Krone escolheu ser mamãe porque esse seria o mais alto posto que ela poderia
ocupar na hierarquia que lhe era proposta. Ela era ambiciosa. Ela não se importava
com a raça humana, ela se importava apenas consigo mesma. Ela estava disposta a
fazer de tudo para permanecer viva e crescer de status dentro das possibilidades
que ela tinha.

Nesse caso, vemos que o objetivo de Krone foi egoísta. Ela usou da sua liberdade
para viver a vida mais superior que fosse possível. Sua sede de poder era tão
grande que ela não aceitou esperar o tempo necessário para crescer na hierarquia
interna das cuidadoras e começou a arquitetar um plano para derrubar Isabella (que
era uma cuidadora de destaque).

Ela decidiu usar a opção que ela tinha para superar sua posição atual e tentar ser a
melhor humana de todas. Não duvido que tenha passado pela cabeça dela a ideia
de que ela seria tão boa que poderia sentar ao lado dos demais demônios como se
fosse uma igual.

A Escolha de Isabella

Isabella tinha outros motivos para aceitar ser mamãe. Ela, enquanto só mais uma
órfã, tinha uma admiração enorme pela sua mamãe. Além disso, ela fazia questão
de ajudá-la, cuidando das crianças menores e assessorando a mamãe.
Quando ela descobre a verdade, seu mundo desaba. Ela pensa primeiramente em
todos os seus irmãos que ficaram. Depois, ela tem o seguinte pensamento: eu
recusando, vou morrer; e o serviço irá continuar, com outra pessoa sendo escolhida
no meu lugar. Sendo assim, o melhor que posso fazer por essas crianças é aceitar
ser mamãe e dar o máximo de amor e carinho que eu possa fornecer. Assim,
mesmo elas tendo uma vida breve, será uma vida feliz.
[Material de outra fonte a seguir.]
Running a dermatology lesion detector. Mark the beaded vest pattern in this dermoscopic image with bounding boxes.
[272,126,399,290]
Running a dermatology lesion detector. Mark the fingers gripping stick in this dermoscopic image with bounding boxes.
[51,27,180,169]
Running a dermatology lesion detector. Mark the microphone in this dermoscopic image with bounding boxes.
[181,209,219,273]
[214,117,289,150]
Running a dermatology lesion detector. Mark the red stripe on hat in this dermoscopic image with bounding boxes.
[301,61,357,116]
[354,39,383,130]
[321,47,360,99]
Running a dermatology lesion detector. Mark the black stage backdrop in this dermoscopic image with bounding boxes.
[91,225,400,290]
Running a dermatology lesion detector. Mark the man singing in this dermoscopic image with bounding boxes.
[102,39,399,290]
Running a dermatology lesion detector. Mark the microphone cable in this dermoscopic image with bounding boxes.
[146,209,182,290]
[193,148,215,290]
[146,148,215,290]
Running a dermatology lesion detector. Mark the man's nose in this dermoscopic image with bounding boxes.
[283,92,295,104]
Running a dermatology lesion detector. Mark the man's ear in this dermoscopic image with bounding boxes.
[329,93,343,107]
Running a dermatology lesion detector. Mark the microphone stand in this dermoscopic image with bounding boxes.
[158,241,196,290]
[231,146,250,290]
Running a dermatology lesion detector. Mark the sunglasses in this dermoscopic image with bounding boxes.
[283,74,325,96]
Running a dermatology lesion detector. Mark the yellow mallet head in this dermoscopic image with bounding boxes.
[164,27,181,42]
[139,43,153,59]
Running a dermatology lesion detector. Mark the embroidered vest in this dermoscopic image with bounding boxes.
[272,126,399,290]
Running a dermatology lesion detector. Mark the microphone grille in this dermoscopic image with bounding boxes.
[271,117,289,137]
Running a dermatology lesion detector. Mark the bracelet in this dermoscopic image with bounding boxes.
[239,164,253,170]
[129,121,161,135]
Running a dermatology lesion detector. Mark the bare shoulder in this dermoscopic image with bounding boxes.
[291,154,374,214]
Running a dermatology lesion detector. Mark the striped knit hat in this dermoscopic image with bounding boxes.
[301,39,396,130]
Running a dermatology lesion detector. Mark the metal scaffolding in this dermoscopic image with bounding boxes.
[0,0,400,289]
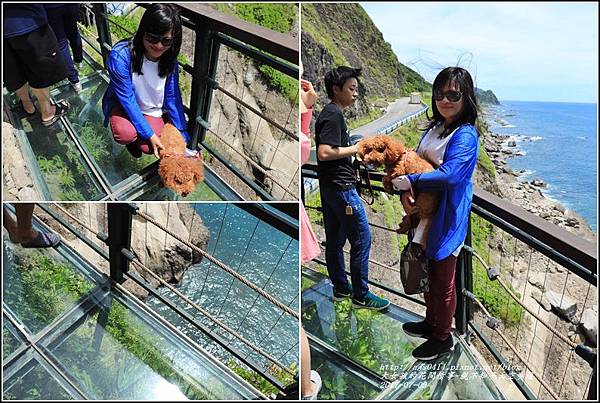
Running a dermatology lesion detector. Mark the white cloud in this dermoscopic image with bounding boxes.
[362,2,598,102]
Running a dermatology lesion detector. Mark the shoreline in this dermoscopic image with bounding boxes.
[482,112,597,243]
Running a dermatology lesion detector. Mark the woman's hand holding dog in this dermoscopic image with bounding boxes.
[150,134,165,159]
[400,192,419,215]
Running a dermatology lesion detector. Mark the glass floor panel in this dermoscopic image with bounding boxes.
[135,177,223,201]
[2,235,94,334]
[3,215,259,400]
[52,74,156,186]
[302,269,504,400]
[302,279,422,378]
[310,344,382,400]
[2,353,74,400]
[4,89,106,200]
[2,319,22,359]
[147,203,299,376]
[41,294,255,400]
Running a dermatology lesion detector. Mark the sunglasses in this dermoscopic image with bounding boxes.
[144,32,174,48]
[433,90,462,102]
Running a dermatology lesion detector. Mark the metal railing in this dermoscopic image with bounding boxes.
[88,3,300,200]
[302,164,597,399]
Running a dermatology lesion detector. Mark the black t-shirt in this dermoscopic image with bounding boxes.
[315,102,356,188]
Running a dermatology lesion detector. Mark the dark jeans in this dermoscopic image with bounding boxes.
[423,255,457,341]
[46,4,83,83]
[320,186,371,300]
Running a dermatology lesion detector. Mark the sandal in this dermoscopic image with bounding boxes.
[19,99,37,116]
[21,231,60,248]
[42,101,70,127]
[302,370,323,400]
[183,147,202,160]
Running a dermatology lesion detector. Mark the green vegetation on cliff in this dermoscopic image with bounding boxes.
[216,3,298,102]
[302,3,431,107]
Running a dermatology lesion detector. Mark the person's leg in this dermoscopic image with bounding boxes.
[31,87,56,121]
[46,6,79,83]
[109,106,165,157]
[2,38,35,114]
[64,4,83,63]
[300,327,313,396]
[342,189,371,300]
[319,186,348,290]
[429,255,456,341]
[15,83,35,115]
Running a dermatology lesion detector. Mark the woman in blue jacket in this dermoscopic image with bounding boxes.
[102,4,189,158]
[392,67,479,360]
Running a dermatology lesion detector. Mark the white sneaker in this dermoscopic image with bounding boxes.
[71,81,82,92]
[302,370,323,400]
Percebe-se uma abnegação de Isabella, ela não pensava nela, mas nas crianças,
não via outra escolha. Ao longo do anime, descobriremos que ela chegou a tentar
sair do orfanato, mas não viu escapatória. Dentro do que ela podia fazer, ela buscou
dar o seu melhor pelo bem das crianças.

Conclui-se que, é muito fácil julgar os outros quando não é você que está passando
pelo problema. Não podemos julgar as escolhas feitas por Krone e Isabella. Eu me
atrevi a julgar as motivações das duas, mas até isso é um risco porque, não sei se
tomaria a decisão “certa” se vivesse a vida que elas viveram.
Referências:

HEIDEGGER, M. Ser e Tempo. Tradução de Fausto Castilho. Petrópolis: Editora


Vozes, 2012.

BRAGA, Tatiana Benevides Magalhães e FARINHA, Marciana Gonçalves.


Heidegger: em busca de sentido para a existência humana. Rev. abordagem gestalt.
[online]. 2017, vol.23, n.1, pp. 65-73.